What is a culture and susceptibility report?
The culture and susceptibility ( C & S) report is usually available within 24- 72 hours. The C & S report identifies the organism and the results of the susceptibility testing. The empiric antibiotics can be streamlined to narrower spectrum treatment based on the C & S report. MICs are specific to each ABX and organism and should be compared amoung different ABX.
Look over: culture and susceptibility report. What does S - susceptible, I - intermediate, and R - resistant means?
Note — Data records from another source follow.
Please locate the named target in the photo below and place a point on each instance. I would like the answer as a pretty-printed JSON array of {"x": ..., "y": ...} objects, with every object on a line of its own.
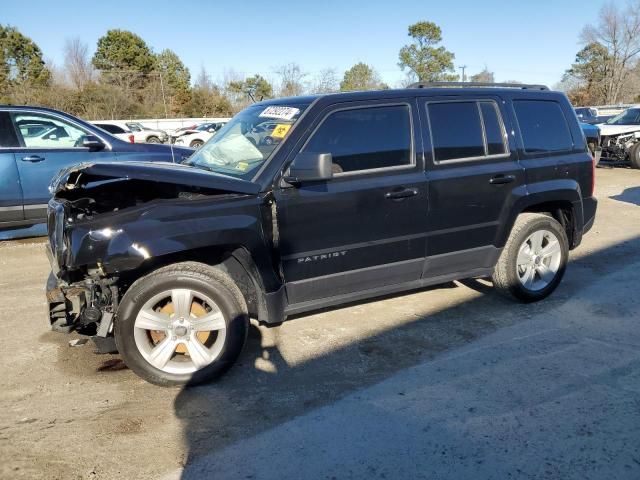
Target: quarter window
[
  {"x": 543, "y": 126},
  {"x": 43, "y": 131},
  {"x": 365, "y": 138}
]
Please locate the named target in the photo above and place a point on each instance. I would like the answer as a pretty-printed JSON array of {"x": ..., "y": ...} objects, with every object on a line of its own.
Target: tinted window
[
  {"x": 8, "y": 137},
  {"x": 44, "y": 131},
  {"x": 365, "y": 138},
  {"x": 110, "y": 128},
  {"x": 492, "y": 128},
  {"x": 456, "y": 130},
  {"x": 543, "y": 126}
]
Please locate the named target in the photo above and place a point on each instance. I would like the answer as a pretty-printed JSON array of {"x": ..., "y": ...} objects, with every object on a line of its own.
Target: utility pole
[{"x": 463, "y": 68}]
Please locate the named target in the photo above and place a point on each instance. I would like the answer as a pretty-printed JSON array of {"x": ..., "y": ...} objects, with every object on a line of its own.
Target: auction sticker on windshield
[
  {"x": 282, "y": 113},
  {"x": 281, "y": 130}
]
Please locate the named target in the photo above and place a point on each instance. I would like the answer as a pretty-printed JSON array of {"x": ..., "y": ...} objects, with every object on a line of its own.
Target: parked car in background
[
  {"x": 141, "y": 133},
  {"x": 619, "y": 138},
  {"x": 201, "y": 134},
  {"x": 117, "y": 131},
  {"x": 35, "y": 143},
  {"x": 372, "y": 193}
]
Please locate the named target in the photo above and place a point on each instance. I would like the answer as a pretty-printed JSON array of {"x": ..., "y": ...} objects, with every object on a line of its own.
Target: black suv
[{"x": 363, "y": 194}]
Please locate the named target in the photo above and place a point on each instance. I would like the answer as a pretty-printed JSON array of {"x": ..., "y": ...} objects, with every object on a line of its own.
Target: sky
[{"x": 532, "y": 42}]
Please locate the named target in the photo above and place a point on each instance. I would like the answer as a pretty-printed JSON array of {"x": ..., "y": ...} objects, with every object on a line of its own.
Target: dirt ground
[{"x": 66, "y": 412}]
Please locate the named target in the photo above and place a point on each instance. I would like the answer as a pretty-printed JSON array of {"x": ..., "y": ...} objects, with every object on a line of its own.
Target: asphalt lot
[{"x": 449, "y": 382}]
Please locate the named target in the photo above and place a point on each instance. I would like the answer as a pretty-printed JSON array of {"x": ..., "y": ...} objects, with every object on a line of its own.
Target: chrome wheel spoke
[
  {"x": 528, "y": 276},
  {"x": 211, "y": 321},
  {"x": 524, "y": 255},
  {"x": 200, "y": 355},
  {"x": 545, "y": 273},
  {"x": 152, "y": 320},
  {"x": 536, "y": 241},
  {"x": 182, "y": 299},
  {"x": 163, "y": 352},
  {"x": 550, "y": 249}
]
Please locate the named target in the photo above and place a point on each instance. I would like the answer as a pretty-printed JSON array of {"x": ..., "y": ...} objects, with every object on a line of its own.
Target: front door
[
  {"x": 364, "y": 229},
  {"x": 49, "y": 143}
]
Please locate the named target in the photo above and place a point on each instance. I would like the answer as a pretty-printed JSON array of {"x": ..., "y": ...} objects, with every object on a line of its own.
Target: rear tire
[
  {"x": 184, "y": 323},
  {"x": 534, "y": 259},
  {"x": 634, "y": 155}
]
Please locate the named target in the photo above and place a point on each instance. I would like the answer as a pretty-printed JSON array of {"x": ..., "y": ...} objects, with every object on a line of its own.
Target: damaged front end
[
  {"x": 106, "y": 220},
  {"x": 617, "y": 147}
]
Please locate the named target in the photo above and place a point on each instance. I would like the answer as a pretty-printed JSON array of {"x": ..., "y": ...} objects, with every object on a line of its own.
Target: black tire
[
  {"x": 634, "y": 155},
  {"x": 202, "y": 278},
  {"x": 506, "y": 277}
]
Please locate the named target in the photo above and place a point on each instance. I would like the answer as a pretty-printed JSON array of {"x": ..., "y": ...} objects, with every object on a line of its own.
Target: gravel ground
[{"x": 449, "y": 382}]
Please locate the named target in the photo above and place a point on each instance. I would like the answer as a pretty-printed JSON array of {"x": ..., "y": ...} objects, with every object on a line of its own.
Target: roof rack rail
[{"x": 522, "y": 86}]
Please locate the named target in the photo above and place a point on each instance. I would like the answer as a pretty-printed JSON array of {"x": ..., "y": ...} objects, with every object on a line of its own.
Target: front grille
[{"x": 55, "y": 230}]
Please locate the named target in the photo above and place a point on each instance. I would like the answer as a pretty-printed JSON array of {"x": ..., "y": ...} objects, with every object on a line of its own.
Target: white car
[
  {"x": 140, "y": 133},
  {"x": 199, "y": 136},
  {"x": 116, "y": 131}
]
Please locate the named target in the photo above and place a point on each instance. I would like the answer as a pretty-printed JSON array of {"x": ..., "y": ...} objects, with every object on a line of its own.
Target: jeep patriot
[{"x": 359, "y": 195}]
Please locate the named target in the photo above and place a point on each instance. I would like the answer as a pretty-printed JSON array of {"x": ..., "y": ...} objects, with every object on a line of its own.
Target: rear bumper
[{"x": 589, "y": 207}]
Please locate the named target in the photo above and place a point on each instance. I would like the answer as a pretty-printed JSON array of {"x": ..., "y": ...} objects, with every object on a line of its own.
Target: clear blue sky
[{"x": 532, "y": 42}]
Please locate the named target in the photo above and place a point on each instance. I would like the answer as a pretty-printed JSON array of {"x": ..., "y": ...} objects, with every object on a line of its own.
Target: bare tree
[
  {"x": 326, "y": 81},
  {"x": 77, "y": 62},
  {"x": 618, "y": 30},
  {"x": 291, "y": 80}
]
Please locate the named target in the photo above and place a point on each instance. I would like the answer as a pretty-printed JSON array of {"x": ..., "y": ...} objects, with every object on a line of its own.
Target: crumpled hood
[
  {"x": 173, "y": 173},
  {"x": 608, "y": 130}
]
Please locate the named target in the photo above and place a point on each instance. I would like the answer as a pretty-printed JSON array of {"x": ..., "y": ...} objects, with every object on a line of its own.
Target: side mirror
[
  {"x": 310, "y": 167},
  {"x": 92, "y": 143}
]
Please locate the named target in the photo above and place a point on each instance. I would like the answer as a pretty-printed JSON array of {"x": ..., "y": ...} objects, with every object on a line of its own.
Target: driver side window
[{"x": 44, "y": 131}]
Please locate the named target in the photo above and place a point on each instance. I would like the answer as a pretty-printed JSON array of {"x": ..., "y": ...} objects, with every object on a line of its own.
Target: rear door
[
  {"x": 474, "y": 177},
  {"x": 48, "y": 143},
  {"x": 365, "y": 228},
  {"x": 10, "y": 190}
]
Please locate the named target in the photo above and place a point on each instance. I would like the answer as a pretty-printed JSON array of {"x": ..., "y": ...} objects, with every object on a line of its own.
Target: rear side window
[
  {"x": 8, "y": 137},
  {"x": 110, "y": 128},
  {"x": 466, "y": 130},
  {"x": 365, "y": 138},
  {"x": 543, "y": 126}
]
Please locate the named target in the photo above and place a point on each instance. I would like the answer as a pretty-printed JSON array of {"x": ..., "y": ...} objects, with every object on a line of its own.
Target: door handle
[
  {"x": 33, "y": 158},
  {"x": 400, "y": 194},
  {"x": 502, "y": 179}
]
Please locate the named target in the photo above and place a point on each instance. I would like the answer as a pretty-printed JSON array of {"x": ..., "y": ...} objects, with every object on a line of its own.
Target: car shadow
[
  {"x": 628, "y": 195},
  {"x": 264, "y": 389}
]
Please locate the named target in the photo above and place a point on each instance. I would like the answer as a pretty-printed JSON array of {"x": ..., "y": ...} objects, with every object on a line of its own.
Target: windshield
[
  {"x": 631, "y": 116},
  {"x": 248, "y": 140}
]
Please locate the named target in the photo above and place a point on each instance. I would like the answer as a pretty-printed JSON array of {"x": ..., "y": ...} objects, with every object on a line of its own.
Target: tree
[
  {"x": 485, "y": 76},
  {"x": 121, "y": 50},
  {"x": 325, "y": 81},
  {"x": 21, "y": 61},
  {"x": 255, "y": 88},
  {"x": 77, "y": 64},
  {"x": 361, "y": 77},
  {"x": 428, "y": 62},
  {"x": 291, "y": 80},
  {"x": 175, "y": 80},
  {"x": 590, "y": 74},
  {"x": 618, "y": 31}
]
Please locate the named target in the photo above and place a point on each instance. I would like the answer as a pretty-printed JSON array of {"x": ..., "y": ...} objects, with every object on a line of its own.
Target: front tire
[
  {"x": 534, "y": 259},
  {"x": 184, "y": 323},
  {"x": 634, "y": 155}
]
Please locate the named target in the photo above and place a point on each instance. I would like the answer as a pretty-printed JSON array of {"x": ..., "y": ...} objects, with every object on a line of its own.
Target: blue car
[{"x": 36, "y": 143}]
- Susceptible (S): drug are effective and should be selected
- Intermediate (I): may be effective under specific circumstances (eg. high dose, extended infusion), but usually would not be selected over a drug that is reported as susceptible.
- Resistant (R): drug is resistant to organism and should not be selected!
The general steps on starting ABX and what to consider
- Empiric treatment: select empiric treatment based on the likely organisms at the at the infection site… also, is the patietn at risk for MRSA? MDR? provide coverage for that too. Use antibiogram and gram stain if avalible to guide tx choice.
- Streamline: When the C and S results are avalible, streamline to a more narrow spectrum antibiotics as soon as possible; if more than 1 organisms are presented… try to find abx that covers both! Consider IV:PO conversion if patient is clinically stable, eating, and if there is an appropriate PO option.
- Assess the patient : monitor for improvement of signs and symptoms. a lack of response can be multifactorial (ie. inadequate dose, nonadherance, uncontrolled sources, resistance, DDI). Determine the duration of treatment.. do not let abx continue unnecessarily.
Antibiotic resistance: what is it? and what are the 4 most common mechanism of resistance?
Abx resistance is the ability of an organism to multiply in the presence of a drug that normally limits its growth or kills it.
1. Intrinsic resistance
2. Selection pressure
3. Acquired resistance
4. Enzyme inactivation
Common mechanism of resistance?
Intrinsic Resistance
The resistance us NATURAL to the organism . For example, E.Coli is resistant to vancomycin b/c this antibiotic is too large to penetrate the bacterial cell wall of E.Coli!